PhD awarded 2024
Posted on: Monday, March 18, 2024
Among Love's Apartments: A Theory-in-Practice of the Autopoetic Essay
My creative-critical PhD project was approved by Dublin City University in January. It is called Among Love's Apartments: A Theory-in-Practice of the Autopoetic Essay. Both parts of the project are creative-critical. The creative- is a poetic essay exploring representations and discourses of Love in relation to my own experience and ignorance. As a clueless Querent, I wander a series of Apartments that are filled with voices from a wide range of sources, ancient to modern. I use poems, straight narrative, critical study and investigative re-writes. My comparative models were Maggie Nelson, Anne Carson, Susan Griffin and Kathy Acker. I realised that we are all concerned with the importance of the intimate voice, but also with its embroilment in the cultural matrix, and with the quest for information. More than this, there is a particular engagement of poetic method. Texts are structured symbolically or allegorically to represent the problem and its environment. Vivian Gornick says The Situation and the Story. I say the Situation. Not necessarily Story. Let the situation speak. Let the situation perform itself by taking each part of it on its own terms. Let the situation speak through the poetic approach to structure.

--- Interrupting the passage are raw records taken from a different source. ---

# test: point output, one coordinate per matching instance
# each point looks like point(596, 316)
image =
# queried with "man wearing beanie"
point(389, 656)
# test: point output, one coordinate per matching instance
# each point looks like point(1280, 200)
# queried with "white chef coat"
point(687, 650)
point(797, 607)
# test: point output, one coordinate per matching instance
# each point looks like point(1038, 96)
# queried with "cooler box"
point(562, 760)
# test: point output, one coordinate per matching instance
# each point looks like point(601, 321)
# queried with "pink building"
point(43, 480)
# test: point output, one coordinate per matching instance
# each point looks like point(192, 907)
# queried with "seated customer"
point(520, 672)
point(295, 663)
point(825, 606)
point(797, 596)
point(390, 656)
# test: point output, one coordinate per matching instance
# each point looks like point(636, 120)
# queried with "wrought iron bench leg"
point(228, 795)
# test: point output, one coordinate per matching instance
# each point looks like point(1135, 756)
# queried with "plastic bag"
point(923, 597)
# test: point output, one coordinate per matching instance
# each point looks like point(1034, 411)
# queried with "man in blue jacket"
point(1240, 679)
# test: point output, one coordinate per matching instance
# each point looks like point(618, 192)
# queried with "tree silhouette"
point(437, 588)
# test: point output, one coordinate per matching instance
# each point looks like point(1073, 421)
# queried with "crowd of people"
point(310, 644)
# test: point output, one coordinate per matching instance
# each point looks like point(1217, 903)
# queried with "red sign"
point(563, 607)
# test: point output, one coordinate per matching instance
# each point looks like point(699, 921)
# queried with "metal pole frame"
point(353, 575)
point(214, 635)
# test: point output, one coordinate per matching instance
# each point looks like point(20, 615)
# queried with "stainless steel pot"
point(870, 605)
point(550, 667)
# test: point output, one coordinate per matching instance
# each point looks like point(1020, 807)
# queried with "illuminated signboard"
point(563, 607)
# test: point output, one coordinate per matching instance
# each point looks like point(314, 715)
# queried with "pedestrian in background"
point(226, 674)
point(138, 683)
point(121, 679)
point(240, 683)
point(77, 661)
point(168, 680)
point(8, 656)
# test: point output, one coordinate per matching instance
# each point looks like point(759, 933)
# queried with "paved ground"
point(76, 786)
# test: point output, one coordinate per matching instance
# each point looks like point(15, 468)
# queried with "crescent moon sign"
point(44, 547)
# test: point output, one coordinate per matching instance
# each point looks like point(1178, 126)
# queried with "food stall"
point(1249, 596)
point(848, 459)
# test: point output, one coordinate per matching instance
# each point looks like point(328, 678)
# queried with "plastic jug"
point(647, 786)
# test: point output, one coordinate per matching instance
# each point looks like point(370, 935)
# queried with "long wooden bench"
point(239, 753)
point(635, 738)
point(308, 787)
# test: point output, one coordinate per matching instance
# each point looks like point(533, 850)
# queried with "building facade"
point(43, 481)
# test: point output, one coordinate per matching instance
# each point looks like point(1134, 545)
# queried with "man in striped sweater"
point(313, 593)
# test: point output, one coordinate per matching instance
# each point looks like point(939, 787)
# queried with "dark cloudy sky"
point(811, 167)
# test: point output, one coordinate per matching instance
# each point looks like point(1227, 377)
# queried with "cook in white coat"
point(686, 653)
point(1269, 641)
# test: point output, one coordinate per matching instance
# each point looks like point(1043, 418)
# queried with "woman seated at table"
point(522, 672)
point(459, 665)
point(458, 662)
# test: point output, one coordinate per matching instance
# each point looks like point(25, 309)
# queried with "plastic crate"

I could not find an appropriate term for what I was doing. Is that important? I think naming a method helps one to focus and visualise. I was not looking for a term to place in genre theory, but I wanted a descriptive label. 'Poetic essay' works to a degree, but it does not convey the aspiration I've just described -- to create a living situation in text. I came up with 'autopoetic essay', a term which works to suggest an open-form text in which experience is the organising engine and poetry the organising method. I draw an analogy with some of the theory attached to the biological term 'autopoiesis', invented by Humberto Maturana and originally elaborated with Francisco Varela. The scientists write, among other things, of the living organism's structural determinism, its nature as a cognitive system, the association of learning with the emotions, and the embeddedness of the organism in its medium. I can relate all of these features to the way in which my text, and many others which might be called 'essayistic', are constructed. Many writers think of their texts as bodies, and poets in particular often attempt to contact by a measure of forgetfulness, structurally enacted, what Chus Pato calls the 'prior psyche'.